A vengeful, cuckolded Truitt manages to drive away both wife and son, and now years later, having lived life as a monk in reparation for past sins, he marries deceitful Catherine Land and begs she travel to St Louis to bring back his prodigal son whom Pinkerton detectives have finally tracked down.
Catherine does as she is bid, and lo and behold, the prodigal son turns out to be the feckless, faithless lover. Who didn’t see that one coming? No surprise, Catherine and lover have plotted Truitt’s demise, but once married and living respectably where no one knows her past Catherine has experienced a change of heart.

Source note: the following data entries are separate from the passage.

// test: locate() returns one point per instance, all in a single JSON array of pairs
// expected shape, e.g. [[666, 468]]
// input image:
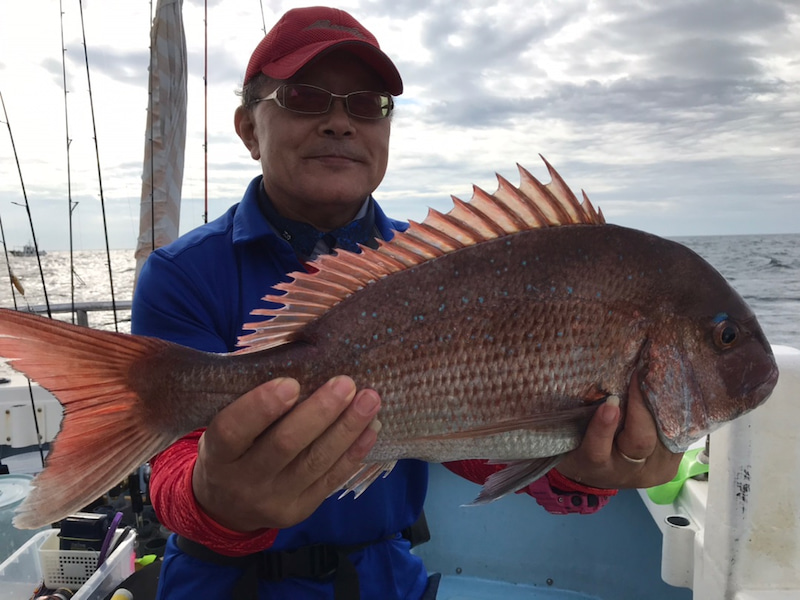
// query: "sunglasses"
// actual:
[[311, 100]]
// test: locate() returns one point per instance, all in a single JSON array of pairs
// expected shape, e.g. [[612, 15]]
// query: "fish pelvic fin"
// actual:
[[517, 475], [104, 434], [485, 217], [365, 477]]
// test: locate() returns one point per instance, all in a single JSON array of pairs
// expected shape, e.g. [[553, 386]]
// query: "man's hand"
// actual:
[[632, 458], [265, 463]]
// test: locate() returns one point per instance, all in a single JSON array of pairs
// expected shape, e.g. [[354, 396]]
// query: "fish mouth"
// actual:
[[753, 397]]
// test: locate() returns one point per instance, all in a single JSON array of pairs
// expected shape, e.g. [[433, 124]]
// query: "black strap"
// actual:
[[319, 561]]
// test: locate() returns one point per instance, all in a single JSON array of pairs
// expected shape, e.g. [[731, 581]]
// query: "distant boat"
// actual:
[[27, 250]]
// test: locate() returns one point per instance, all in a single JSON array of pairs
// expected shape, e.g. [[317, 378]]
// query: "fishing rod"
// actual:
[[26, 205], [151, 139], [12, 277], [99, 173], [70, 205]]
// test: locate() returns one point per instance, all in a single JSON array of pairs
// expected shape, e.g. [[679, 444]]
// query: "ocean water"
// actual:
[[764, 269]]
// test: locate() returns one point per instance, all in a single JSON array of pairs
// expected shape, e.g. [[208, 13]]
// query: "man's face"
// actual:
[[319, 168]]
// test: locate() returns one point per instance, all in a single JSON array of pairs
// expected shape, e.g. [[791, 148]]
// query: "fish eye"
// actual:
[[726, 334]]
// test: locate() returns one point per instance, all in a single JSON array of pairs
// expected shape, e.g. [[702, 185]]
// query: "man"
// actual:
[[250, 495]]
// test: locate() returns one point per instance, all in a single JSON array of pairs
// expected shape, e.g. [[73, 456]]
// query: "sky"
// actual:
[[677, 118]]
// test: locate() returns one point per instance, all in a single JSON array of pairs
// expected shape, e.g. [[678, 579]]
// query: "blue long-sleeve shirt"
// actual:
[[198, 291]]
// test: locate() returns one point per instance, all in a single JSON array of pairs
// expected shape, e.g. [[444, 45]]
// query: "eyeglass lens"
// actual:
[[310, 99]]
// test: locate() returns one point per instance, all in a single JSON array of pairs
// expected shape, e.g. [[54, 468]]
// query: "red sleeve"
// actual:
[[173, 499]]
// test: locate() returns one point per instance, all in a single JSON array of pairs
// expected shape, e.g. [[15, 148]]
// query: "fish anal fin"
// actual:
[[517, 475]]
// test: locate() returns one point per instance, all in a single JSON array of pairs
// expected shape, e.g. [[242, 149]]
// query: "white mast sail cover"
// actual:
[[162, 176]]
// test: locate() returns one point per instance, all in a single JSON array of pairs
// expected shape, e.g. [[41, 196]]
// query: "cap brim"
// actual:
[[287, 66]]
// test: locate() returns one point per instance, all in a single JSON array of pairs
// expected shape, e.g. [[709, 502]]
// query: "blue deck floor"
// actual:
[[454, 587], [513, 549]]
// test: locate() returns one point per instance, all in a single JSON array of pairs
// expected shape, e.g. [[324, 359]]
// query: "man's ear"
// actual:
[[246, 130]]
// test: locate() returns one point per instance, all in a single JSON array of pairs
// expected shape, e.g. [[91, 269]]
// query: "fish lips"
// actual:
[[688, 403], [751, 399]]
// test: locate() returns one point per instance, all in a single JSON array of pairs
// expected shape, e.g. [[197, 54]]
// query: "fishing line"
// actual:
[[99, 173], [205, 122], [70, 204]]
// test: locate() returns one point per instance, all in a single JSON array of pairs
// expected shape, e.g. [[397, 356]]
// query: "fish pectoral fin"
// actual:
[[366, 476], [568, 421], [515, 476]]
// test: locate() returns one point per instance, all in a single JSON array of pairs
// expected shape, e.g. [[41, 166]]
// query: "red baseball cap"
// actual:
[[302, 34]]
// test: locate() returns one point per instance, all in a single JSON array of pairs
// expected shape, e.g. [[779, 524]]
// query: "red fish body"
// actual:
[[491, 332]]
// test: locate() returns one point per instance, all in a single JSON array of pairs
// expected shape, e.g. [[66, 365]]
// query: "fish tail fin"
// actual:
[[104, 433]]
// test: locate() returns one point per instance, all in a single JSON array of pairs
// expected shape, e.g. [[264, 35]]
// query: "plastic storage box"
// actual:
[[40, 560]]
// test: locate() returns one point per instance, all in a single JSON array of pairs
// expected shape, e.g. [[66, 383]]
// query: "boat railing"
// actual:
[[80, 309]]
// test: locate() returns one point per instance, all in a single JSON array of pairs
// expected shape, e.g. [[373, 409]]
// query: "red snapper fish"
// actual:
[[493, 331]]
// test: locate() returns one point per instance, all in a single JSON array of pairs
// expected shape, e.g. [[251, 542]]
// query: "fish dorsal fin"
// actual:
[[485, 217]]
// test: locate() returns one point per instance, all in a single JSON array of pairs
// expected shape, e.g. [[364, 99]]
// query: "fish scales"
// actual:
[[498, 345]]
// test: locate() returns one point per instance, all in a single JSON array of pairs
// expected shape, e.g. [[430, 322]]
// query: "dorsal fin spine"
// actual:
[[487, 216]]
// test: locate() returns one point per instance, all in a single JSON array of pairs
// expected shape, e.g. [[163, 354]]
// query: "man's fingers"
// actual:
[[599, 438], [332, 457], [232, 432]]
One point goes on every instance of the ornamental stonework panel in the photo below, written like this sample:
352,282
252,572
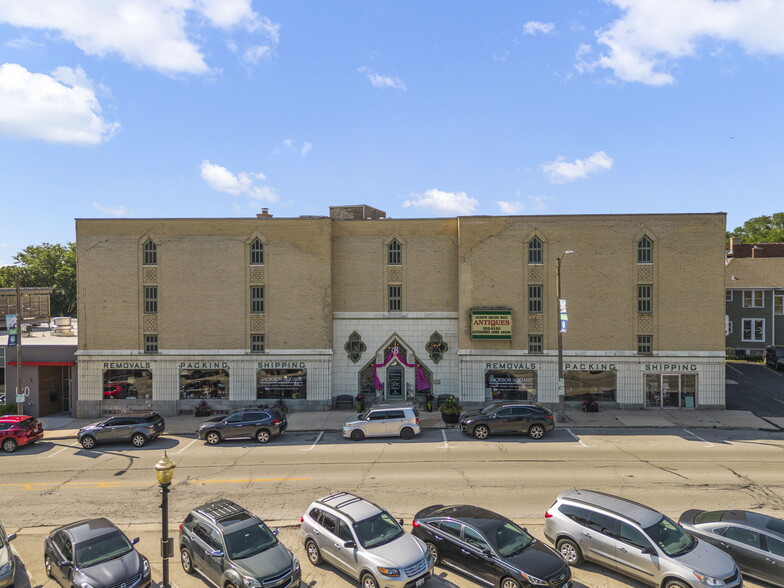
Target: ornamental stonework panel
644,273
535,274
535,323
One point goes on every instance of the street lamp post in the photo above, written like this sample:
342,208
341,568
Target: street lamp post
561,390
164,471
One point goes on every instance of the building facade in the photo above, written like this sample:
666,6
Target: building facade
241,311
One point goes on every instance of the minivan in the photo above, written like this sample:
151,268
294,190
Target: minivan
636,541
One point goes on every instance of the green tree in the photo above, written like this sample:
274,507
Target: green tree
46,266
762,229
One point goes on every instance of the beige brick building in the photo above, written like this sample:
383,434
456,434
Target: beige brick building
240,311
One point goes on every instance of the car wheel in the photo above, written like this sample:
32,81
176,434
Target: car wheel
368,581
433,551
185,559
570,552
481,432
314,555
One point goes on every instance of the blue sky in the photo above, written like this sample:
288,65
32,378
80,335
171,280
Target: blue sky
430,108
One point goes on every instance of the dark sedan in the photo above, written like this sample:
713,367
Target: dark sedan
94,553
755,541
489,548
508,417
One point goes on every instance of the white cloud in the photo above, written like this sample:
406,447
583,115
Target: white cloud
222,180
510,207
61,108
116,212
651,35
561,171
147,33
380,81
441,202
532,27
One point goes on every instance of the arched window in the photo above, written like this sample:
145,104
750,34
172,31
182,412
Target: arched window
535,250
257,252
150,251
395,251
645,250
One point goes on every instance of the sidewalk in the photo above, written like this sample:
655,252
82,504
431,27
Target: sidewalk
65,427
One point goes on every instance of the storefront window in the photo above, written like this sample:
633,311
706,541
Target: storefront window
581,385
204,384
127,384
510,385
289,384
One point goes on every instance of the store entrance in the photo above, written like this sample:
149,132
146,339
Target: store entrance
670,390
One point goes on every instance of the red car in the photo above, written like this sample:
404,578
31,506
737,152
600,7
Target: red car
16,430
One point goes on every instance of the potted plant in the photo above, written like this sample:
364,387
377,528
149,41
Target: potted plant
450,410
202,409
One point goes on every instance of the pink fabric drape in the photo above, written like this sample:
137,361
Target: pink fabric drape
422,383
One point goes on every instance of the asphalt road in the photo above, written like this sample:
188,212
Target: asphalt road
669,469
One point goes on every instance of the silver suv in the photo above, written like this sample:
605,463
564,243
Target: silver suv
384,420
364,541
636,541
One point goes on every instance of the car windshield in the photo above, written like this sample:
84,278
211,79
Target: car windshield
377,530
96,551
671,537
509,539
249,541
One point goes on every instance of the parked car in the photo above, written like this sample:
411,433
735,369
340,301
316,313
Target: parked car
489,548
7,560
635,541
136,429
250,423
94,552
774,356
364,541
384,420
19,430
508,417
755,541
230,546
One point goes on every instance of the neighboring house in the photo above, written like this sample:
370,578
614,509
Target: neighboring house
755,304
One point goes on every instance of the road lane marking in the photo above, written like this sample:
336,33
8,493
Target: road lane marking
580,441
321,434
700,438
186,447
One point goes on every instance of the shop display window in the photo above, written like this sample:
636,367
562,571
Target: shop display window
288,384
127,384
204,384
598,385
510,385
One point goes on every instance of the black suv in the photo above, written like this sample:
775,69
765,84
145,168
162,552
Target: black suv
136,428
230,546
508,417
249,423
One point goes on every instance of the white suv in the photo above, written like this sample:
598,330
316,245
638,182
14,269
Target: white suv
384,420
364,541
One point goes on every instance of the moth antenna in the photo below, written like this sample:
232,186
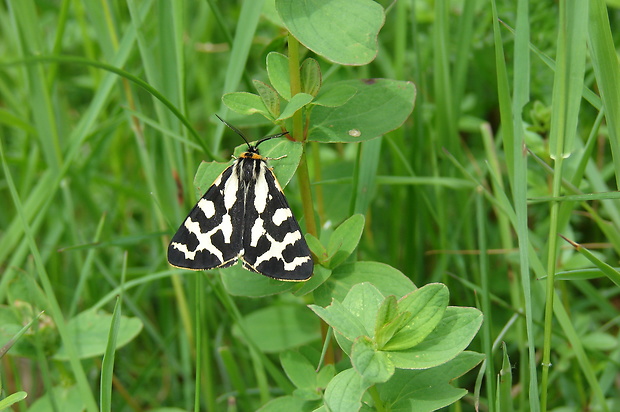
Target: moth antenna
234,129
273,136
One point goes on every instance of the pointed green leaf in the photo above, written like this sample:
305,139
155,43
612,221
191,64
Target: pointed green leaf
453,334
270,97
426,307
343,31
429,389
374,366
320,275
378,106
344,240
335,96
316,247
277,70
341,319
246,103
297,102
298,369
344,392
310,77
388,280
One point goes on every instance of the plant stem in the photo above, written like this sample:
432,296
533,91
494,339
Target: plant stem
303,175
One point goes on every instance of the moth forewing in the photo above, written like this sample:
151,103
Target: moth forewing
244,215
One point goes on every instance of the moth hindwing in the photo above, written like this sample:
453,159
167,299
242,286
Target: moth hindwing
243,215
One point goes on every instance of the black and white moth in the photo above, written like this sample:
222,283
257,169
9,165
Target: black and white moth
243,215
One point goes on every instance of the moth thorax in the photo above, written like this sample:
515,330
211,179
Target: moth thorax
249,170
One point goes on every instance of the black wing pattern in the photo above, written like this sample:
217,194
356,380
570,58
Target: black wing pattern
211,235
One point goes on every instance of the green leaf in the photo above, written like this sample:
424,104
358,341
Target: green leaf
363,302
299,370
316,247
344,240
335,96
426,306
453,334
378,106
389,321
344,392
288,403
246,103
269,96
310,72
343,31
297,102
277,71
12,399
373,365
278,328
386,279
387,312
387,331
427,390
89,331
325,375
320,276
341,319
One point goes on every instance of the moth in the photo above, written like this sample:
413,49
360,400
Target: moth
244,216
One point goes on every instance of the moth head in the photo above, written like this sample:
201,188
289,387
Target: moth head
251,148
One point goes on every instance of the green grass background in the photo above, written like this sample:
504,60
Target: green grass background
97,174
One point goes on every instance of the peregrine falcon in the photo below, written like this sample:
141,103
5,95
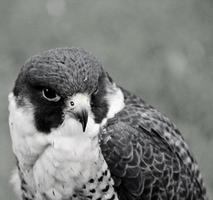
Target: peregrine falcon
77,135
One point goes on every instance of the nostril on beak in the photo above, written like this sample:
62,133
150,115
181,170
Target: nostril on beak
72,103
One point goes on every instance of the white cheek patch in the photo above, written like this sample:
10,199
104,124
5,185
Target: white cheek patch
62,155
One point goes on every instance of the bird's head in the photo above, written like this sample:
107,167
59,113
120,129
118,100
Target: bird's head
65,83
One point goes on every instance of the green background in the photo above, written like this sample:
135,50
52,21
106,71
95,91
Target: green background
159,49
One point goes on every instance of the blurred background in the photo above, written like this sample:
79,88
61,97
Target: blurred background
161,50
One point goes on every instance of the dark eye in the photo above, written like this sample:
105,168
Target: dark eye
50,95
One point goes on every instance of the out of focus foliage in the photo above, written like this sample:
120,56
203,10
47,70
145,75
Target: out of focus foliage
161,50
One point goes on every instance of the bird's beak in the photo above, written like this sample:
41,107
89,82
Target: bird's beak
82,116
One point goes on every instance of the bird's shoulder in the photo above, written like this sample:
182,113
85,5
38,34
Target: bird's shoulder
144,151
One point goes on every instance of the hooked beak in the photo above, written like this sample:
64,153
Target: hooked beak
82,116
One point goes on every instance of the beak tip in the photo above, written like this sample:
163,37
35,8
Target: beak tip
83,117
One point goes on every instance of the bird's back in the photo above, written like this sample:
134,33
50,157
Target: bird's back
147,155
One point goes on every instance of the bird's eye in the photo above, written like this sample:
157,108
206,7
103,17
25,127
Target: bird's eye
72,103
50,95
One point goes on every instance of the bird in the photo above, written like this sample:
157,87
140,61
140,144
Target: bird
77,135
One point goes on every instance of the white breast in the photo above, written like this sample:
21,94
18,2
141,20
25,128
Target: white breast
63,156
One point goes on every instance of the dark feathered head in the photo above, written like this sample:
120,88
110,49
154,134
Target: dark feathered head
61,81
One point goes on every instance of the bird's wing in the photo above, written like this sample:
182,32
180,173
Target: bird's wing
144,165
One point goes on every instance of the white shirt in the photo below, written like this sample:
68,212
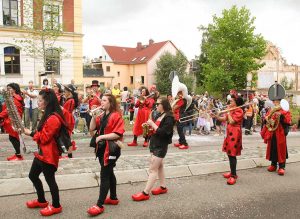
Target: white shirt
34,100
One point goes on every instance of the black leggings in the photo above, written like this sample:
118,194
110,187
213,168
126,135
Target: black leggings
233,163
16,143
108,182
48,170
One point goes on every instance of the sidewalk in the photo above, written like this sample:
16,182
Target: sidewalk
84,172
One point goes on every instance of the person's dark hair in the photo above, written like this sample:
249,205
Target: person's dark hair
51,106
166,105
147,91
114,106
45,81
237,99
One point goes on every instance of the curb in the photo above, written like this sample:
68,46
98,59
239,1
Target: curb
20,186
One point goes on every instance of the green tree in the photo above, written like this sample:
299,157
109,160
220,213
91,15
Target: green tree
167,63
43,26
232,50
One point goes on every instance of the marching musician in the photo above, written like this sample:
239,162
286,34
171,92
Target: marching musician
233,142
109,126
144,104
162,136
70,104
179,109
94,101
46,161
15,91
276,138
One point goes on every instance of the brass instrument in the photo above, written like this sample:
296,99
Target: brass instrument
146,127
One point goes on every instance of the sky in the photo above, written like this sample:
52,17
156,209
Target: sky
127,22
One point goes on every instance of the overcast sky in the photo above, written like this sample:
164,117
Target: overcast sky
126,22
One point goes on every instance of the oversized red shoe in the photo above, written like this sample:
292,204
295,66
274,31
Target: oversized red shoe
35,203
140,196
16,158
231,181
183,147
134,143
108,200
159,190
177,144
48,211
272,169
228,175
11,157
281,171
95,210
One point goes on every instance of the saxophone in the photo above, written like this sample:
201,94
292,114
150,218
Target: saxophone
13,116
273,123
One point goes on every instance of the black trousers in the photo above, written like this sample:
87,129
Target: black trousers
48,170
108,182
248,124
180,131
16,143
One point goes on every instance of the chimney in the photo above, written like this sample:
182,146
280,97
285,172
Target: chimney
139,47
151,42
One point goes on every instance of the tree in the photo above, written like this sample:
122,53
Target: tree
167,63
232,50
42,22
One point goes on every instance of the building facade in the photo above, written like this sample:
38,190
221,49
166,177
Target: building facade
16,66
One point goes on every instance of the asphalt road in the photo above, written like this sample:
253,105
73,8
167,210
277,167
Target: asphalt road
257,194
196,143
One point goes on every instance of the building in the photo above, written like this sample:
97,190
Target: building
17,67
133,67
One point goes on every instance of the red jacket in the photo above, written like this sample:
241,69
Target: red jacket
6,124
46,142
115,124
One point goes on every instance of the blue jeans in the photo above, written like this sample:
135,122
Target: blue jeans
190,126
124,105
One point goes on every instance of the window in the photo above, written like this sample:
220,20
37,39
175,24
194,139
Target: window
10,12
51,17
52,61
142,79
12,60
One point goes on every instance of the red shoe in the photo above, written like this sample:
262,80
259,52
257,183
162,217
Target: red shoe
11,157
281,171
108,200
183,147
35,203
231,181
95,210
50,210
228,175
159,190
272,169
134,143
16,159
140,196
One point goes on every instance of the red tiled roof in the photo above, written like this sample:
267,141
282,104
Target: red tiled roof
125,55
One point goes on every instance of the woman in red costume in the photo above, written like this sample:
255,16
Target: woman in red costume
110,127
46,160
233,142
70,104
276,140
142,117
15,91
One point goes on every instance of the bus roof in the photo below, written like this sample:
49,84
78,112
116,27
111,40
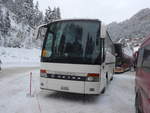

She finally has the life she’s always wanted and can no longer kill an innocent man.
The story is a good one, filled with many soap opera-ish twists and turns, and Goolrick’s language is quite beautiful and lyrical, but much of the above is told in backstory, and I think it would have been a much stronger novel had Goolrick let events play out in an epic saga rather than encapsulating years of Ralph or Catherine’s life in a few explanatory paragraphs. For that reason, I struggled to enjoy the book. I became far too tired of Goolrick’s tell, don’t show writing style.
At the end of the novel Goolrick mentions a book of photographs he discovered in 1973 that told the story of the people of a small Wisconsin town in the early 1900s. For Goolrick, this book profoundly changed his life. In A Reliable Wife, he’s attempted to put words to those photographs by giving us a town full of depraved characters and unhappy events. It’s an interesting concept, but falls flat when Goolrick’s novel begins to read as a series of photograph descriptions instead of a cohesive story about real, living and breathing, individuals. Goolrick may have received critical acclaim with his first book, the biting family memoir The End of the World as we Know it, but his follow-up A Reliable Wife is an overly indulgent second book that probably should have stayed at the bottom of a desk drawer. Had it not been for this being a Windsor Book Club selection, I would have given it a pass.
What the Windsor Book Club members had to say:
Well once again the cheese stands alone. I was the only one of the group who didn’t like the book. Everyone else enjoyed the plot twists (which I thought were obvious) and thought it was a very interesting story. The highlight of the evening for everyone was being joined by the author via speakerphone (and no, I did not call him a dirty old man in person ;p). It was fun hearing the author’s perspective of the characters and the personal experiences that led him to write such a book. For Goolrick, who was abused as a child, the characters in A Reliable Wife all suffered some form of abuse in childhood that impacted the paths they took and the adults they became. Some overcome and find redemption and renewal, while others sink deeper into dissipation. Not everyone can be saved, after all. An interesting point that I missed on first reading the book is that although there is much fixation with sex by the characters, what they really desire and are missing from their lives is affection and companionship. It’s more the desire to return to the innocence of childhood which they never knew then to exploit themselves further with physical sexuality. So perhaps there are a few redeeming qualities that warrant another look at the book.